A lot of times someone will copy and paste an article from another website

hmm...

By the way, beside the scarping aspect, it's not good idea to store and output complex html posted by third parts. The code can contain malicious code of all kinds, dangerous for the visitors, the members, and your server.

csdude55

5:39 pm on Mar 20, 2020 (gmt 0)

WebmasterWorld Senior Member 10+ Year Member Top Contributors Of The Month



@lammert, that's a terrible misunderstanding. It's obvious that you've been a victim of some such thing so you're projecting, but that's not the case here at all.

In my message board, a common discussion lately is, obviously, politics and the coronavirus. So in the discussions, people regularly copy and paste from CNN, Fox, Facebook, even Gmail. The large 4M post was someone copying an image from Facebook.

This isn't API scraping, it's simply using articles from news sites as a source and discussion topic. And we require users to provide a link to the source, much like how WebmasterWorld does:

[webmasterworld.com...]

By the way, beside the scarping aspect, it's not good idea to store and output complex html posted by third parts. The code can contain malicious code of all kinds, dangerous for the visitors, the members, and your server.

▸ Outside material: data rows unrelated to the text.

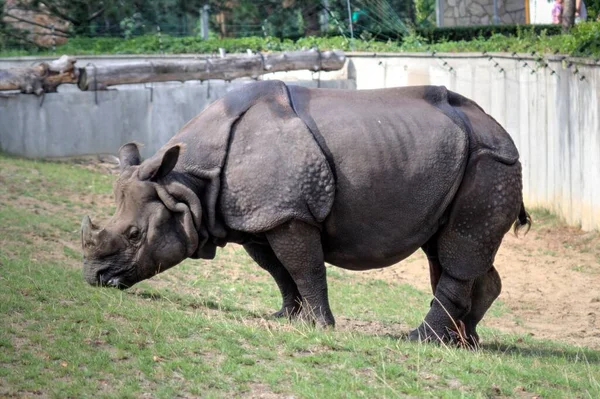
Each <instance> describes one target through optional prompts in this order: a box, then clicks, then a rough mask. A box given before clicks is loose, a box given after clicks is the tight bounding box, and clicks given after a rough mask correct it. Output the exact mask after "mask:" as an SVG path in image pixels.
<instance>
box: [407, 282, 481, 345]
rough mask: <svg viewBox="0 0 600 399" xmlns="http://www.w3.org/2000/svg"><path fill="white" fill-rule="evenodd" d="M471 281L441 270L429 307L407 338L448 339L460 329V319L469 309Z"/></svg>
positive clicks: (470, 305)
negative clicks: (432, 297) (433, 298)
mask: <svg viewBox="0 0 600 399" xmlns="http://www.w3.org/2000/svg"><path fill="white" fill-rule="evenodd" d="M473 282H474V280H459V279H456V278H454V277H452V276H450V275H449V274H448V273H445V272H442V275H441V277H440V280H439V283H438V285H437V287H436V290H435V299H434V300H433V302H432V303H431V308H430V309H429V312H428V313H427V316H425V320H424V321H423V323H422V324H421V325H420V326H419V328H417V329H416V330H413V331H411V333H410V335H409V339H411V340H416V341H429V340H433V341H435V340H438V341H442V342H444V341H450V340H451V339H452V338H451V332H452V331H456V330H458V329H460V324H459V323H460V321H461V320H462V319H463V317H464V316H465V315H467V314H468V313H469V311H470V309H471V290H472V287H473Z"/></svg>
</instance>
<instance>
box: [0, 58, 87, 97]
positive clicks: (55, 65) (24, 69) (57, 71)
mask: <svg viewBox="0 0 600 399" xmlns="http://www.w3.org/2000/svg"><path fill="white" fill-rule="evenodd" d="M75 61H76V59H75V58H74V57H67V56H66V55H63V56H62V57H60V58H59V59H58V60H55V61H52V62H49V63H46V62H42V63H41V64H38V65H36V66H34V67H30V68H12V69H7V70H4V71H3V70H0V90H20V91H21V92H22V93H28V94H29V93H34V94H37V95H40V94H42V93H51V92H55V91H56V87H57V86H58V85H60V84H62V83H77V81H78V78H79V70H78V69H76V68H75V67H74V65H75Z"/></svg>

I try to automagically remove it the best that I can, but it's generally me just playing catch-up with whatever code the user's browser decides to throw in. Here's an example of something that made it through last year:

<div id="m_1268833377758258791m_-502332993039140378gmail-m_5463551879754637323m_-2788003690038536215m_-6275170782920768856gmail-m_-7273562805246369225ydp1d285bb6yiv7531382894aolmail_m_-6558918472869887338m_-7574514109738156460yiv7807237563yui_3_16_0_ym19_1_1501813687895_18094" style="color: rgb(34, 34, 34); font-family: Arial, Helvetica, sans-serif; font-size: large;"><div class="m_1268833377758258791m_-502332993039140378gmail-m_5463551879754637323m_-2788003690038536215m_-6275170782920768856gmail-m_-7273562805246369225ydp1d285bb6yiv7531382894aolmail_m_-6558918472869887338m_-7574514109738156460yiv7807237563MsoNormal" style=" background-repeat: repeat; background-size: auto; margin-left: 0.5in;"><span class="m_1268833377758258791m_-502332993039140378gmail-m_5463551879754637323m_-2788003690038536215m_-6275170782920768856gmail-m_-7273562805246369225ydp1d285bb6yiv7531382894aolmail_m_-6558918472869887338m_-7574514109738156460yiv7807237563"><b><span style="font-family: Arial, sans-serif; color: rgb(29, 33, 41); font-size: 14pt;">


Since I want the user to be able to copy and paste from my own site, now the programs reads my stylesheets to create an array of selectors that I actually use, and it removes anything else. I also have a list of "approved" inline styles, and it removes anything outside of the approved list. So while those classes and IDs should be removed now, the color: rgb(34, 34, 34); font-family: Arial, Helvetica, sans-serif; font-size: large; would still be there.